Active Label Correction for Semantic Segmentation with Foundation Models
- URL: http://arxiv.org/abs/2403.10820v2
- Date: Tue, 4 Jun 2024 13:15:16 GMT
- Title: Active Label Correction for Semantic Segmentation with Foundation Models
- Authors: Hoyoung Kim, Sehyun Hwang, Suha Kwak, Jungseul Ok,
- Abstract summary: We propose an effective framework of active label correction (ALC) based on a design of correction query to rectify pseudo labels of pixels.
Our method comprises two key techniques: (i) an annotator-friendly design of correction query with the pseudo labels, and (ii) an acquisition function looking ahead label expansions based on the superpixels.
Experimental results on PASCAL, Cityscapes, and Kvasir-SEG datasets demonstrate the effectiveness of our ALC framework.
- Score: 34.0733215363568
- License: http://creativecommons.org/licenses/by/4.0/
- Abstract: Training and validating models for semantic segmentation require datasets with pixel-wise annotations, which are notoriously labor-intensive.
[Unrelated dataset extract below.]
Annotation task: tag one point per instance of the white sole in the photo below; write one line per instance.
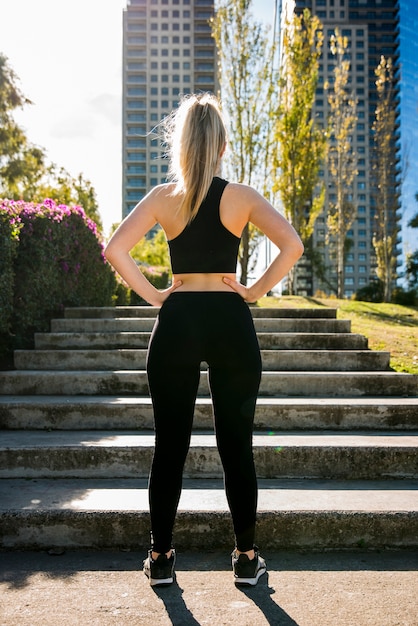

Although useful priors such as foundation models or crowdsourced datasets are available, they are error-prone. We hence propose an effective framework of active label correction (ALC) based on a design of correction query to rectify pseudo labels of pixels, which in turn is more annotator-friendly than the standard one inquiring to classify a pixel directly according to our theoretical analysis and user study. Specifically, leveraging foundation models providing useful zero-shot predictions on pseudo labels and superpixels, our method comprises two key techniques: (i) an annotator-friendly design of correction query with the pseudo labels, and (ii) an acquisition function looking ahead label expansions based on the superpixels. Experimental results on PASCAL, Cityscapes, and Kvasir-SEG datasets demonstrate the effectiveness of our ALC framework, outperforming prior methods for active semantic segmentation and label correction. Notably, utilizing our method, we obtained a revised dataset of PASCAL by rectifying errors in 2.6 million pixels in PASCAL dataset.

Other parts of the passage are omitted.